Il caressa amoureusement le côté droit
de sa veste de costume et frissonna légèrement en devinant, dans la poche
intérieure, l’enveloppe où se trouvait son billet de train pour Amsterdam. Il
aurait largement le temps d’assister au traditionnel « pot de Noël »,
de s’engouffrer dans le métro et de se rendre à la gare du Nord. Là, il
récupèrerait son léger bagage à main qu’il avait, hier soir, déposé dans un
casier de consigne, et de monter dans le Thalys,
qui quitterait Paris à 19 heures 25.
Il sourit de
bonheur en pensant à quel point le plan qu’il avait conçu était à la fois
simple et intelligent : à Amsterdam, il prendrait, dimanche ou lundi, un
avion pour Hong Kong, deux vols reliant chaque jour les deux villes ; il
achèterait un billet aller simple pour Amsterdam au guichet de la gare du Nord,
en payant en espèces, et le tour serait joué : personne, en France, ne
saurait où il avait disparu. Au pire, il serait dans son paradis fiscal dans
trois jours. L’argent lui ouvrirait toutes les portes !
Il fut tiré de ses agréables pensées
par des coups frappés à la porte. Avant même qu’il eût répondu, cette dernière
s’ouvrit et la tête du Directeur s’encadra dans l’ouverture :
« Wilson, vous n’avez pas oublié
notre petite fête ? Dans un quart d’heure, dans la salle de réunion ?

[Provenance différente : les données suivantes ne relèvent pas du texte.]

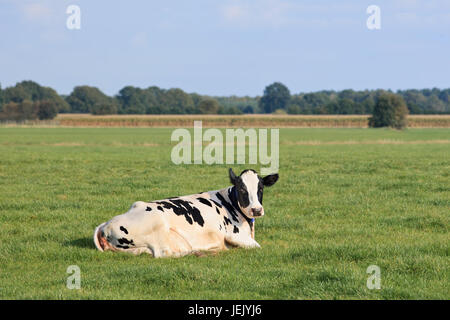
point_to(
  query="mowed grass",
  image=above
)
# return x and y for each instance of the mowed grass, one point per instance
(346, 199)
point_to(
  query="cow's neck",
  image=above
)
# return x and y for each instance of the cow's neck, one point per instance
(232, 195)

-- Non, non, monsieur le Directeur, je
n’ai pas oublié. J’y serai.
--
Tant mieux ! Parce que je vous réserve à tous une petite surprise !
…
Le Directeur se retira et Norbert l’entendit frapper à la porte voisine et
débiter son petit discours enjoué.
« Une petite surprise ! C’est
toi qui vas en avoir une mercredi ! Les tiennes, on les connaît, elles ont
le goût du réchauffé : chaque année, à Noël, la petite enveloppe avec
dedans la prime de fin d’année ! Et tous ces imbéciles qui vont faire
semblant de s’étonner ! »
A ce moment-là, son téléphone
sonna : un appel en interne. Il décrocha.
« Wilson ?
-- Oui.
-- Moreau.
-- Moreau ?
-- Oui, ton voisin de palier ! Tu
veux venir une minute ? Je voudrais te montrer quelque chose qui pourrait
t’intéresser.
-- J’arrive. »
Norbert quitta son bureau. « Hasta
la vida ! », murmura-t-il en fermant la porte à clé comme il le
faisait tous les soirs depuis maintenant dix-huit mois, mais en savourant cette
précieuse minute où il était le seul à savoir qu’il ne remettrait plus les
pieds dans ce bureau.
Il frappa à
la porte du bureau voisin du sien. Moreau l’attendait, un sourire étrange
aux lèvres.
« Assieds-toi.
-- Tu sais
qu’on nous attend dans la salle de réunion ?
-- Oui, pour
le petit discours, l’enveloppe de fin d’année, et tout le tralala ! Mais
je pense que tu n’attends plus après ça, non ? Je me trompe ?
-- Qu’est-ce
que … ?
--
Assieds-toi, je te dis. »
Norbert
s’assit, en proie soudain à un sourd malaise.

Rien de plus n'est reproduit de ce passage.